Size Matters

 

Megaprojects fail often because they’re too big and complex for even large, highly sophisticated contracting firms to plan accurately and manage effectively. At the same time, smaller contractors trying to grow their companies often jump too far and take on projects that are too big for their management capability. In fact, all the research into the causes of contractor failure point to the same thing. Undertaking projects that are much larger than a contractor is accustomed to doing is the most frequent cause of contractor failure. 

Size Always Matters

  • A start-up company will typically grow by attempting larger and larger projects to find and establish a comfortable size. These growing pains are difficult to avoid and are a large part of the reason that start-up construction companies have an extremely high failure rate.
  • One reason an established firm attempts a mega project is due to lack of work. When backlog is down, larger projects seem a quick way out. But a project 25% larger than any previous one carries much less risk than a project 200% larger.
  • For every business, regardless of the industry, there is a limit to the rate at which it can grow safely. The problem is finding that limit before passing right through it. Determining the limits of expansion is not easy because there are few rules or restrictions.
  • There are fundamental financial constraints to healthy and sustainable growth. These constraints are profitability, capital position relative to capital requirements, and access to additional capital.
  • If an organization is to grow, its management must grow. An organization’s management growth must be qualitative, not just quantitative. Qualitative organizational growth takes time. It usually takes more time than it takes to capture larger projects, but qualitative growth needs to occur prior to sales growth.
  • The increased risk with mega projects can be attributed to a lack of experience with a certain size and complexity. An organization with a profitable track record doing projects of a certain size cannot simply assume that it can profit from a megaproject.

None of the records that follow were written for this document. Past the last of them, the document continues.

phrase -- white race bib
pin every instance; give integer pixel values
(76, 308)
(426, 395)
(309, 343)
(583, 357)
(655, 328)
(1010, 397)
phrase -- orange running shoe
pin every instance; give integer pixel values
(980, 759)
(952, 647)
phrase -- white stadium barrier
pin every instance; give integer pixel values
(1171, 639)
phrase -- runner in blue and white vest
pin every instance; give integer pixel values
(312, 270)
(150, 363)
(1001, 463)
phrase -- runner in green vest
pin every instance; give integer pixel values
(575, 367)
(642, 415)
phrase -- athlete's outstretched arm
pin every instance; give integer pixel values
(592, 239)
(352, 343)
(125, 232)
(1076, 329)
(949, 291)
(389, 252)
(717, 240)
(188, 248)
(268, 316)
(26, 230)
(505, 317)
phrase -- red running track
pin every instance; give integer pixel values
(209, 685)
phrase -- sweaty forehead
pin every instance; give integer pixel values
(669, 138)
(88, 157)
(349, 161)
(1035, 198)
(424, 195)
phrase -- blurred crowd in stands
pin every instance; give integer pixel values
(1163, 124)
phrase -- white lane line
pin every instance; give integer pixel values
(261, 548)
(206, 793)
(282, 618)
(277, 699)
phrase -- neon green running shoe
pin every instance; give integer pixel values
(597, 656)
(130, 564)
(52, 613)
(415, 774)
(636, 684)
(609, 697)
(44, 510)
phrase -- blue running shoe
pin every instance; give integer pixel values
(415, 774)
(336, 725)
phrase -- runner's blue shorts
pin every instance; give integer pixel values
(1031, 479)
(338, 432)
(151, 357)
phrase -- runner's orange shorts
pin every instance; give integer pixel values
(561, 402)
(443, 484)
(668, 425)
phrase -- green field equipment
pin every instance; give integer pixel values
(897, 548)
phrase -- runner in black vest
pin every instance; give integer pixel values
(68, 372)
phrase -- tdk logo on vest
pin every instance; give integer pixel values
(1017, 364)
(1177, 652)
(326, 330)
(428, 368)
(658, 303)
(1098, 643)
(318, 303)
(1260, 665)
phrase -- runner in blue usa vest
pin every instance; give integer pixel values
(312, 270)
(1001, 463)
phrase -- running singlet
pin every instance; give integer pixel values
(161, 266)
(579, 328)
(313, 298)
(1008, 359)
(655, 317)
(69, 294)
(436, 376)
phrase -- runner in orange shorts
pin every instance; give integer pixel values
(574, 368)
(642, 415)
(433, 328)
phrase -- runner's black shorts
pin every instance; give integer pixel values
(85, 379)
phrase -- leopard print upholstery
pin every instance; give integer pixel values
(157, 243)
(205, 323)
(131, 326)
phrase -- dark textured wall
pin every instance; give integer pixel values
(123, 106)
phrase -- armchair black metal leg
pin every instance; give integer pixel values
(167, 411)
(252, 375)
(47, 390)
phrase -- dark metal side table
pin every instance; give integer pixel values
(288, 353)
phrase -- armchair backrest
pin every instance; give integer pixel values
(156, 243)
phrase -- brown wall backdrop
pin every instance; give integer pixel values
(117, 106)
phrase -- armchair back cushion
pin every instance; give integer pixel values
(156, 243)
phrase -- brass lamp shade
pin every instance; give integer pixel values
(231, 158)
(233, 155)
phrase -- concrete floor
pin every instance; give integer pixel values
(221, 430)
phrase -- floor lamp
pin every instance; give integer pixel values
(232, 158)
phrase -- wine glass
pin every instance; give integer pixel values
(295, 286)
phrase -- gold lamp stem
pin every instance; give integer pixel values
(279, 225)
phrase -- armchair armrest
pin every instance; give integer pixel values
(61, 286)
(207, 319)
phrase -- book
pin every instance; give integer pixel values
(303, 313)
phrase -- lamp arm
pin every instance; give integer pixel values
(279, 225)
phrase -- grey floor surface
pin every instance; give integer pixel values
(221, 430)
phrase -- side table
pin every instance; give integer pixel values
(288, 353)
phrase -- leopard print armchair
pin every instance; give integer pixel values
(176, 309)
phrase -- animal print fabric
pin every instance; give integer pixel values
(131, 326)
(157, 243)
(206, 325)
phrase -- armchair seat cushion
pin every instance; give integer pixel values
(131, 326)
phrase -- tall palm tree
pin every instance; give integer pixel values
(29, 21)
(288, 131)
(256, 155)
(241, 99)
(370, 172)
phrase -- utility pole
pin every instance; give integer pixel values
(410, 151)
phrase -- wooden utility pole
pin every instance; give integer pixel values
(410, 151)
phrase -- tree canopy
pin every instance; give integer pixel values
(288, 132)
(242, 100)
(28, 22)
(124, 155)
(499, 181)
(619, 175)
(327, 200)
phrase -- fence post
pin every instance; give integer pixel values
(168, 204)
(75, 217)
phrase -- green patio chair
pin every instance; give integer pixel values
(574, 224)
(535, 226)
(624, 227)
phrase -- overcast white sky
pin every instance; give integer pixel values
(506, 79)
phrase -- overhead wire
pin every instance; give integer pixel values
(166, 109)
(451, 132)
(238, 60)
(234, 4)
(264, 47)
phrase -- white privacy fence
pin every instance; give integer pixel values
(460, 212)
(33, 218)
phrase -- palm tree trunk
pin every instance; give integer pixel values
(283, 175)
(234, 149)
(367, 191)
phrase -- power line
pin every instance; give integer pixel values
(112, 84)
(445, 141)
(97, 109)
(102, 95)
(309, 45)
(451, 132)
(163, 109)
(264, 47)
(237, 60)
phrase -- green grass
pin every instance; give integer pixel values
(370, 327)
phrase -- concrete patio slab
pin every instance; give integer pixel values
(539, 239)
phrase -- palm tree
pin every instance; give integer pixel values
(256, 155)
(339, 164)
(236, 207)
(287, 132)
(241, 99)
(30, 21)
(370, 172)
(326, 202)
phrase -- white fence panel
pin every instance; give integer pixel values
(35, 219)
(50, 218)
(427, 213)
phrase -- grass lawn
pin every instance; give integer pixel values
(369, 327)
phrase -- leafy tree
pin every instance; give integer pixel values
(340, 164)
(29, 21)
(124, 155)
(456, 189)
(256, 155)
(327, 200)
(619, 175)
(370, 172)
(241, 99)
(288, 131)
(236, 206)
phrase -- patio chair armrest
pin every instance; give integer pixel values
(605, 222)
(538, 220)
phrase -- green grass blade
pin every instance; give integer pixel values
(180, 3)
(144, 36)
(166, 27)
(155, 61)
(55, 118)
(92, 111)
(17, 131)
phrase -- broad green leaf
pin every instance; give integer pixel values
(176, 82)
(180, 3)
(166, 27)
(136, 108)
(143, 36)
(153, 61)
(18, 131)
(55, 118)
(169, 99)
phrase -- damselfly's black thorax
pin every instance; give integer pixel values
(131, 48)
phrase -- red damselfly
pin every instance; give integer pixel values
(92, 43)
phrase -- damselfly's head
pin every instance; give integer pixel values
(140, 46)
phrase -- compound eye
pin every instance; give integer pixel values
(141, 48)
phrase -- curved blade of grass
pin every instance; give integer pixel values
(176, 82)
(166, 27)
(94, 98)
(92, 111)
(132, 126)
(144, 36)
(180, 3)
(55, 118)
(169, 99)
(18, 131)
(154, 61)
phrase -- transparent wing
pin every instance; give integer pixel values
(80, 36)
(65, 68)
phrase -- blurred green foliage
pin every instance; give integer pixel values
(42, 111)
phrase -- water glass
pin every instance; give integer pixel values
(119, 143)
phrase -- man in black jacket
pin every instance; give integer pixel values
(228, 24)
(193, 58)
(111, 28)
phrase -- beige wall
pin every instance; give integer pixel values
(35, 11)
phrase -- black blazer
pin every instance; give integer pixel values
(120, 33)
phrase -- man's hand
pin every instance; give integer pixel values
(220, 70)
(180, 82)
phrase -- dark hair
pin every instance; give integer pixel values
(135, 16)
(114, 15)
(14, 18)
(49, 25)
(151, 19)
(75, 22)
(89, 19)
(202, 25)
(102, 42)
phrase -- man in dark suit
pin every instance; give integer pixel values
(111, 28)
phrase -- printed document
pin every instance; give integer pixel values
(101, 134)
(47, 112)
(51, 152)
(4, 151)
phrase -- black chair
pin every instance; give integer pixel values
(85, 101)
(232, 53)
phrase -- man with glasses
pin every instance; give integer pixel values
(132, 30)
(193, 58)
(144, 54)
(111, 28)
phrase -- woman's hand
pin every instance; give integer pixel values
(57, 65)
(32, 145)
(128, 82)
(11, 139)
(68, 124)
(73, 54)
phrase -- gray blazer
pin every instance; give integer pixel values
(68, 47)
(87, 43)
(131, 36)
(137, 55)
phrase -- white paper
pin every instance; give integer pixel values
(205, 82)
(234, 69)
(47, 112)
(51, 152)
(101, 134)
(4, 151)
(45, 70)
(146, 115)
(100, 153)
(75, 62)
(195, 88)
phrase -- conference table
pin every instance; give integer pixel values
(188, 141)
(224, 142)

Small firm – Big Firm, Same Problems

The term “megaprojects” is generally used to describe billion dollars plus projects because these are big, even for the largest of contractors. For these monstrous projects, “mega” is a good descriptor. However, while not common use, the term can also be “relative” and applied to any size contractor. To a contractor that normally builds projects up to $50 million, a $200 million project is “mega”. For a contractor who regularly constructs projects up to $3 million, a $50 million project is “mega”. We can learn about the causes of megaproject failures from the study of any size contractor. Let’s take a look at the failure of a small construction firm.

Case Study

Consider the smaller construction company that averaged annual revenue of sixteen million dollars. They had been in business for 15 years and their average project size had grown proportionately to about $3 million.  When they were offered the opportunity to bid a $12 million local project, they decided to take the plunge. Here’s what happened:

  • Right at the start they had difficulty getting accurate estimates together since some of the specialty items were from distant suppliers and sources they had never dealt with before – risk of mispricing.
  • The size of the electrical and mechanical work on the project precluded the ability of the local subcontractors that they were used to working with – risk of working with unfamiliar subcontractors.
  • Because of a last-minute snag on the bonding, they submitted their final bid at $11.8 million – risk of mispricing. 
  • Because this size job required a full-time superintendent and project manager from the day of inception, the contractor was not staffed adequately to handle the new job and finish up the jobs he already had in progress – risk of inadequate personnel.
  • The contractor’s assumption that the client would overlook some of the specifications he considered to be excessive also became costly. The client wouldn’t overlook them, and the unexpected cost fell on the contractor – risk of poor contract negotiation.
  • The payments on the project were very slow and much larger than the contractor was used to or easily able to finance. A threat to stop the job if payment wasn’t forthcoming was countered by a threat to terminate the contractor from the job if he ever threatened stoppage again – risk of slow pay.
  • More personnel problems developed when the contractor’s two key people announced that they were overworked and that the job was outside their expertise and comfort zone – risk of over-extended management.
  • By the time the project was 2/3 complete the contractor knew he was facing a substantial loss and additional losses on two other projects because he had stretched his key people too thin and too much detail had been overlooked or neglected – risk of over-extended management.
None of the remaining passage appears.